Closed jlstevens closed 9 years ago

jlstevens commented 9 years ago

Right now, decorating a method with a sheet decorator ignores the identity of the class where the decoration occurs. If the decorator tracks the class name, this issue could be resolved.

jlstevens commented 9 years ago

Unfortunately, solving this isn't as simple as I would have hoped.

It seems that decorators on class methods have no idea what class they occur in - all the decorator sees is a plain functions (not even an unbound method).
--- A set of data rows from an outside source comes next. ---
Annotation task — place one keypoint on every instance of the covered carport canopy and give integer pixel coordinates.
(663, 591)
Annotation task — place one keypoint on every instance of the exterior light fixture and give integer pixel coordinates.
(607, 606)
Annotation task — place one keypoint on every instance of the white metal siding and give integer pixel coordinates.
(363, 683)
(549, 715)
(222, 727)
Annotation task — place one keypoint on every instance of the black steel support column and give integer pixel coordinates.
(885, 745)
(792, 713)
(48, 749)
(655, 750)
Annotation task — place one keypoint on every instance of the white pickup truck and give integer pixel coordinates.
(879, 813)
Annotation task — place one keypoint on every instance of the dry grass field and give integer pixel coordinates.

For now, the only way I can this work is to have a class method on Model called register. Then for each class that uses the decorators you do:

class EarlyVisionModel(VisualInputModel):
    Model.register('EarlyVisionModel')

class ModelGCAL(EarlyVisionModel):
    Model.register('ModelGCAL')

class ColorEarlyVisionModel(EarlyVisionModel):
    Model.register('ColorEarlyVisionModel')

class ModelGCALInheritingColor(ColorEarlyVisionModel):
     Model.register('ModelGCALInheritingColor')

Then it is possible to convey the class name to the decorators as they are applied. Finally, this could be used to ensure the exact right method is used by working against the class mro().

This isn't brilliant but I can't see a better way unless we abandon decorators entirely and go back to dictionaries of methods - which I thought was horrible!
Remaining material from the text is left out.